The Standard & Poor’s 500 Industrials Index (S5INDU), whose 61 companies include manufacturers such as Boeing with defined- benefit programs, climbed 10 percent this year through yesterday, topping the S&P 500’s 8.7 percent gain.

Boeing’s pension cost will jump to $2.6 billion, 63 percent more than a year earlier, the company said in January. GE told investors in December it plans to add $1 billion, the first contribution since 1987, and expects to add about $2.1 billion in 2013. The Fairfield, Connecticut-based company closed its U.S. defined-benefits pension plan to all new hires this year.

Honeywell (HON) probably will make a contribution of as much as $1 billion, after low interest rates dashed a goal of full funding in four years, CFO Dave Anderson said. The plan was 83 percent funded at the end of 2011.

‘Little Bit Longer’

“I’d hoped to be there by 2015 to have more of a full resolution of that issue, but it’s going to take a little bit longer probably,” Anderson said in an interview. “Interest rates are at historic low levels and there’s no change in sight for that.”

Pension sponsors usually average rates over 24 months, so 2012 may be the peak year for companies’ pension contributions, said Glickstein of Towers Watson.

“We have a very unusual governmental intervention in the wake of a financial crisis,” he said. “Whatever other merits it may have, it’s clearly distorting the measures of pension obligations and putting a lot of extra pressure on plan sponsors.”

Lockheed Martin anticipated the rise in liabilities by pumping $6 billion into its plan over the last three years, curbing the projected 2012 contribution to $1.1 billion, according to a company filing.

Many pension plans, including GE’s, were overfunded before the December 2007 onset of the worst recession since World War II. Then pension assets began shriveling as stocks slumped, and lower interest rates increased liabilities.

Funding Levels

For the 100 largest defined-benefit plans, average funding levels sank to 74 percent in January from 105 percent in 2007, according to Milliman. Some companies may need to funnel cash to their pension plans for years.

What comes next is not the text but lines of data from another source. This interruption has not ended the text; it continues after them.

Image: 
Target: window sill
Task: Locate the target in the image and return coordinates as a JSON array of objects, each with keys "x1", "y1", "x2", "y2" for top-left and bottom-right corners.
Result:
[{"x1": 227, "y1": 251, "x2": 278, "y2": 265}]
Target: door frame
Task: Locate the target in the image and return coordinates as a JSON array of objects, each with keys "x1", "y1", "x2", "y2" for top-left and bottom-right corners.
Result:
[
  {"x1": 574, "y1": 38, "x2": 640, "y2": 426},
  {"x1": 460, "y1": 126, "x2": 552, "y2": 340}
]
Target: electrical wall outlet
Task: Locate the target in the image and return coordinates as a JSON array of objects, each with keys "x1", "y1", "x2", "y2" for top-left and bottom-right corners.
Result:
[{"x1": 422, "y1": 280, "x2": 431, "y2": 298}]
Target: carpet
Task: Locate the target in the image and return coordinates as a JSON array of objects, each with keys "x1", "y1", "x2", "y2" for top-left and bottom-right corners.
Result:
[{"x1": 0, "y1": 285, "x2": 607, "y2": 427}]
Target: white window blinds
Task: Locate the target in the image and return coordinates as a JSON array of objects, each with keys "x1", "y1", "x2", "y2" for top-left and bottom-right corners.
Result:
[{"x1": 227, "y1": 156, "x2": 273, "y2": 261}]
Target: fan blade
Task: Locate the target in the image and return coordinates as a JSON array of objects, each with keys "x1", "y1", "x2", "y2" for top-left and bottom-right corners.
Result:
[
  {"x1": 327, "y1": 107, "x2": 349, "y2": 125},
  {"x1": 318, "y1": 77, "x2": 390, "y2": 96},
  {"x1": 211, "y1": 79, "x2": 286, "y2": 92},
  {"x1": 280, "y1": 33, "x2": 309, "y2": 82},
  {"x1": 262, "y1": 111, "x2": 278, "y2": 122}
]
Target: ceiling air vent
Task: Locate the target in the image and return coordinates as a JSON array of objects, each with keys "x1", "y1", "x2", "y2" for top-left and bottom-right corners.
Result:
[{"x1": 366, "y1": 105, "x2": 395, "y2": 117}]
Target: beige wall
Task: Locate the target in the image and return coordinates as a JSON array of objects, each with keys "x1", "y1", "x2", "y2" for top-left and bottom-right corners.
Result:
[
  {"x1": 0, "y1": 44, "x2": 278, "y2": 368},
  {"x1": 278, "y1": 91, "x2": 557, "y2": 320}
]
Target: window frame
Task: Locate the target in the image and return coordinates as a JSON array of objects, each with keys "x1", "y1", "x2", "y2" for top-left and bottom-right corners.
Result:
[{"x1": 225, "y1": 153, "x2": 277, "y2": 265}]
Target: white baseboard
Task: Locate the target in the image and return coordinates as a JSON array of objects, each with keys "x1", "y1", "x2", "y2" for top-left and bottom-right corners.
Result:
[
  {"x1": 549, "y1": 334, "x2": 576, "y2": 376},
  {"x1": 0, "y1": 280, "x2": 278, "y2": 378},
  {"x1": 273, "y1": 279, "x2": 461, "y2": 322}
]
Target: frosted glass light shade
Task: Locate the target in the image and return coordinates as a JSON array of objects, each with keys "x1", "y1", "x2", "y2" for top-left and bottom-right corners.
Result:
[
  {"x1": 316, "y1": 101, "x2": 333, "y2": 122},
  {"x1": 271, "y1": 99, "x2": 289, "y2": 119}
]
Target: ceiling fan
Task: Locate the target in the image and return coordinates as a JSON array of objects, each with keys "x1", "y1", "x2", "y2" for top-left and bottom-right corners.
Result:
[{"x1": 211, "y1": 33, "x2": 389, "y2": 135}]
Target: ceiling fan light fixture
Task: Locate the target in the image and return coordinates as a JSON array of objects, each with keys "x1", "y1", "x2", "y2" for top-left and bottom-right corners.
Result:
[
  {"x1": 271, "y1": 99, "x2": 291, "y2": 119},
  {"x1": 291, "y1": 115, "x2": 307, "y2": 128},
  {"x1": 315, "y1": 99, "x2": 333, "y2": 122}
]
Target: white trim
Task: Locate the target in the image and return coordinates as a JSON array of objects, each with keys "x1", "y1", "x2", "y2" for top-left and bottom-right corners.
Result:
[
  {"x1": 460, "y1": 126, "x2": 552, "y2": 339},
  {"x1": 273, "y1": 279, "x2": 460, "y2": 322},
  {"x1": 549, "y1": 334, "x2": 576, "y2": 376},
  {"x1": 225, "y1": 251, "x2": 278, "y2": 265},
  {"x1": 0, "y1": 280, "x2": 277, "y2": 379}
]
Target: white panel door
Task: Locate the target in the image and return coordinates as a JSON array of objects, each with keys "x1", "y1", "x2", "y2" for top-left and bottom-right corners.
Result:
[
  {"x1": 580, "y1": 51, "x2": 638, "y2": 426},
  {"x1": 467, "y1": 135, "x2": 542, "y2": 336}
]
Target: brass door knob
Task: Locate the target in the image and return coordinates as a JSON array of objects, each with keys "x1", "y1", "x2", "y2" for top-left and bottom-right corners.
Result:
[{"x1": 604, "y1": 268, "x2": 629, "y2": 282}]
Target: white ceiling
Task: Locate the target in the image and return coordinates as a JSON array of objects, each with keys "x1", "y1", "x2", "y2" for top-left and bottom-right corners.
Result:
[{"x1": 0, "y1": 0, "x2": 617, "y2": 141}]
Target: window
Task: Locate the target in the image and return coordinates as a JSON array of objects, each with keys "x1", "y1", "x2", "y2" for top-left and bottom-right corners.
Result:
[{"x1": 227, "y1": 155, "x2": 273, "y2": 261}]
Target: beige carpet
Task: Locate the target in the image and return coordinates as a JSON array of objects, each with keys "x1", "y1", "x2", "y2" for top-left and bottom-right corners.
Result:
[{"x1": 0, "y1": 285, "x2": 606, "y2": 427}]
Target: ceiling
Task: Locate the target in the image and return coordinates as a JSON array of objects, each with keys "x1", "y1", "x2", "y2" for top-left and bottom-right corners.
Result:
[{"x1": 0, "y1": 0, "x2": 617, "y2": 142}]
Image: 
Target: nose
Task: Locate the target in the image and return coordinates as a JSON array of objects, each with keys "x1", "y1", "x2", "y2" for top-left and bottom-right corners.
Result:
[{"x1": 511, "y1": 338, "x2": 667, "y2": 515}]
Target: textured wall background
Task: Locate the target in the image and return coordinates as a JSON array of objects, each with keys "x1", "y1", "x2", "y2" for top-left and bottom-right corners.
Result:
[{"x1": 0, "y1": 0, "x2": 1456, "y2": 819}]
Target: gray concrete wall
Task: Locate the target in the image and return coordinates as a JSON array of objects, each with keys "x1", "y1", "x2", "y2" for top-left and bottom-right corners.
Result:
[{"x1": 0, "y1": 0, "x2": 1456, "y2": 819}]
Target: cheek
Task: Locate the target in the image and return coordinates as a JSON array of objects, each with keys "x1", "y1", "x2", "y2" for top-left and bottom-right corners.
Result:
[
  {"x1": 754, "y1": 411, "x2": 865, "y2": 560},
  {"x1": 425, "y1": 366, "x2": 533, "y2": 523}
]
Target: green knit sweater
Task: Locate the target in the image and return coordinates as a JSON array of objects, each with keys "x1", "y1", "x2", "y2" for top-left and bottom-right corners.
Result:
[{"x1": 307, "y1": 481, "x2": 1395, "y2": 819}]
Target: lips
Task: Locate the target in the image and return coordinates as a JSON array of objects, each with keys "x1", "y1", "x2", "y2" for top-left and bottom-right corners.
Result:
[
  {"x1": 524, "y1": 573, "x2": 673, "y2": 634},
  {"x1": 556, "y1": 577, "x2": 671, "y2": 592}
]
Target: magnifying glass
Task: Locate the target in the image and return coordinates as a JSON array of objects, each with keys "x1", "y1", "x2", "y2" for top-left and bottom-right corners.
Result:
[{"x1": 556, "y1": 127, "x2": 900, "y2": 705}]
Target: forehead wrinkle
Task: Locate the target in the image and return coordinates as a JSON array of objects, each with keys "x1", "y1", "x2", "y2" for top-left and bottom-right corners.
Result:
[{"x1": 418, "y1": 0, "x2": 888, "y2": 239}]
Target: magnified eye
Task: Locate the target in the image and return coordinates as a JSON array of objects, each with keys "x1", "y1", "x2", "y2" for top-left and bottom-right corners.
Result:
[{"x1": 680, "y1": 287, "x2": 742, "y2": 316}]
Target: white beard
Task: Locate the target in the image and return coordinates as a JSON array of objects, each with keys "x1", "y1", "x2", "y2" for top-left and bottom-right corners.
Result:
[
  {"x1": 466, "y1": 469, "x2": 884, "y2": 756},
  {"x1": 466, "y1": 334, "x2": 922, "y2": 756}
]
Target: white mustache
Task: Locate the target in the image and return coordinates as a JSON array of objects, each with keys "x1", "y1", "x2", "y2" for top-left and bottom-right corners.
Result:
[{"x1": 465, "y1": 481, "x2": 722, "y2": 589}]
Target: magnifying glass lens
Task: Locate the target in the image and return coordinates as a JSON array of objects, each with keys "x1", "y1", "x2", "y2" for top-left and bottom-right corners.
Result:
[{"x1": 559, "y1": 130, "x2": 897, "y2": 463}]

Pension plan assets at Atlanta-based Delta Air Lines Inc. (DAL) covered only about 40 percent of obligations at the end of 2011, down from 47 percent the previous year, according to the carrier’s latest annual report. The funding shortfall widened to $11.5 billion from $9.3 billion in 2010, the filing showed.

Even after Delta ended pilots’ pensions before its 2007 bankruptcy exit and closed other plans to new hires, CFO Hank Halter said Jan. 25 that the airline still expects to contribute as much as $675 million in 2012. Defined-benefit programs taking new employees fell 26 percent in six years to 20,381 in 2009, according to the latest U.S. Pension Benefit Guaranty Corp. figures for plans with 25 or more workers.

The threat of future contributions is driving many sponsors of defined-benefit plans to seek ways to blunt risk, said Jeffrey Saef, chief of Bank of New York Mellon Corp. (BK)’s investment strategy and solutions group in Boston. That often means using more fixed-income investments to help match pension assets more closely to liabilities, he said in an interview.

Clients struggling with the cash drain from pensions have a universal query, Saef said: “‘When will it go away?’”

With Fed Chairman Ben S. Bernanke’s thumb on interest rates, that won’t be any time soon, said McLaughlin, the Mercer consultant.

“Right now, everybody is hoping for the best, which is equity markets performing and interest rates not falling any lower,” he said.

The Fed’s operation tweet vs twist

Seems to me the force keeping yields down on the short end can be called operation tweet, as the Fed is simply announcing its forecasts for lower rates, which are subject to immediate change, data dependent.

But with operation twist, the Fed actually buys the longer term securities vs just talking about them, as it also lightens up on the shorter term securities.

So after the current knee jerk reaction to tweet I’m looking at the ramifications of twist to dominate.